Lebanese/Syrian Round Fritters

‘UWWAMAT

LEBANON | SYRIA

I used to visit Syria very regularly before the uprising and in each city I had one or more favorite food spots. One of those in Damascus was in Souk el-Tanabel (Souk of the Lazy People). I loved the souk itself for the displays of vegetables prepared by women in their homes during the night so that they could be fresh in the shops the following morning. But it was one sweets stall that drew me back to the souk every time I visited the city because the sweets maker had the most extraordinary technique for making ‘uwwamat. He stood a few feet away from his gigantic frying vat, next to a large tub in which he had the loose ‘uwwamat dough. He worked incredibly quickly, dipping his left hand, then a small spoon in water before grabbing a chunk of dough in his wet hand. He would squeeze a little ball of dough through his clenched fist and, with the spoon, he scooped the dough and flicked it into the hot oil. He never missed and the dough never stuck to the spoon. He was there morning and evening, making hundreds of these small round fritters, and I would stand and watch, mesmerized by the spectacle. Most other ‘uwwamat makers simply stood over their skillets, dropping the dough straight into it. I had never seen anyone flicking it from a distance the way he did. Not only did he have a masterful technique, but his fritters were also exquisite and always crisp as he seemed to sell them as soon as he made them—‘uwwamat are best eaten soon after they have been fried. He obviously knew he was the best because written in big letters at the front of his stall was a sign proclaiming him as Malak al-‘Uwwamat—“King of the Round Fritters”!

SERVES 4 TO 6

1¼ cups (150 g) unbleached all-purpose flour

1¼ cups (300 g) yogurt

½ teaspoon baking soda

Twice the amount of Lebanese sugar syrup in Semolina Cake

Vegetable oil, for deep-frying, and to dip the spoon in

1. Put the flour in a large bowl. Add the yogurt and baking soda and whisk until you have a smooth batter. Cover with plastic wrap and let rest for 45 minutes.

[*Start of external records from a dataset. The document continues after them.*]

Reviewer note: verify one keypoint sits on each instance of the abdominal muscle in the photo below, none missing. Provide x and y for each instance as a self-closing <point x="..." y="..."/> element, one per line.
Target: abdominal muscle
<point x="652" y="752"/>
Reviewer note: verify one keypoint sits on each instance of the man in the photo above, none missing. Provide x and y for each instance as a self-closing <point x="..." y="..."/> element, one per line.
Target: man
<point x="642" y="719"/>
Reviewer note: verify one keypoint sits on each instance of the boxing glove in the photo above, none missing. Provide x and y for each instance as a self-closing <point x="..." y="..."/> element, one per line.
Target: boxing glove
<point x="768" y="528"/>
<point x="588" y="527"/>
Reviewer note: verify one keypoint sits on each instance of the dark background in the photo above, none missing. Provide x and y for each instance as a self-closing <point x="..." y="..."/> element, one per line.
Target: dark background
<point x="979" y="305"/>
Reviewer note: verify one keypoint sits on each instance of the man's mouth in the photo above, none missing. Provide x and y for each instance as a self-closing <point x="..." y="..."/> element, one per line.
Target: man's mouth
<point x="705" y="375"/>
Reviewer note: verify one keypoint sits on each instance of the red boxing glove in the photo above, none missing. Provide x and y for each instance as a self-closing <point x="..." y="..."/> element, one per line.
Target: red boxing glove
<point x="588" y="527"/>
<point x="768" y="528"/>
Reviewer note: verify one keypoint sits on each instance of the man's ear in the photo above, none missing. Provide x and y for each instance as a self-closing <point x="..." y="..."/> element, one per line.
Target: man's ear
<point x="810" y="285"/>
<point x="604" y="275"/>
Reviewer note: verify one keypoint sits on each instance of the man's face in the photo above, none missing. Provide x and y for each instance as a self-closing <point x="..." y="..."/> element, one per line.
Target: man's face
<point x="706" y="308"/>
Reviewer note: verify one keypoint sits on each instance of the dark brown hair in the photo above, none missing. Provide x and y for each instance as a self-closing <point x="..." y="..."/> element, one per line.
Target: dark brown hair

2. Make the syrup as directed. Keep the syrup near the stove.

3. Pour 2 inches (5 cm) oil into a large deep skillet and heat over medium heat until very hot (if you drop a piece of bread in the oil, the oil should immediately bubble around it). Dip a dessert spoon in a little cold oil, fill it with batter, and drop this ball of batter into the hot oil. Drop in as many balls as will fit comfortably in the pan and fry them, stirring to brown them evenly, until golden all over, 5 to 7 minutes. Drain on paper towels, then drop into the syrup. Turn them in the syrup a few times and transfer to a serving dish. Serve soon after frying for an optimal texture.

You can form round fritters in one of several ways:

1. Wet your hand and with the tips of your fingers pinch off bits of dough, adding them to the oil to fry and puff up to the size of an apricot.

2. Wet your hand, grab a handful of the soft dough, invert your clenched fist over the oil, and squeeze enough dough from between your thumb and index finger to have the same size ball, though this method is difficult and requires practice.

3. An easier method is to grab a handful of dough in the palm of your wet hand, then close your hand and squeeze the dough out from between your thumb and index finger so that you can scoop it with a wetted spoon to drop into the hot oil to have the same size round fritter.

4. Use a pastry bag with a large plain tip and pipe the fritters into the oil.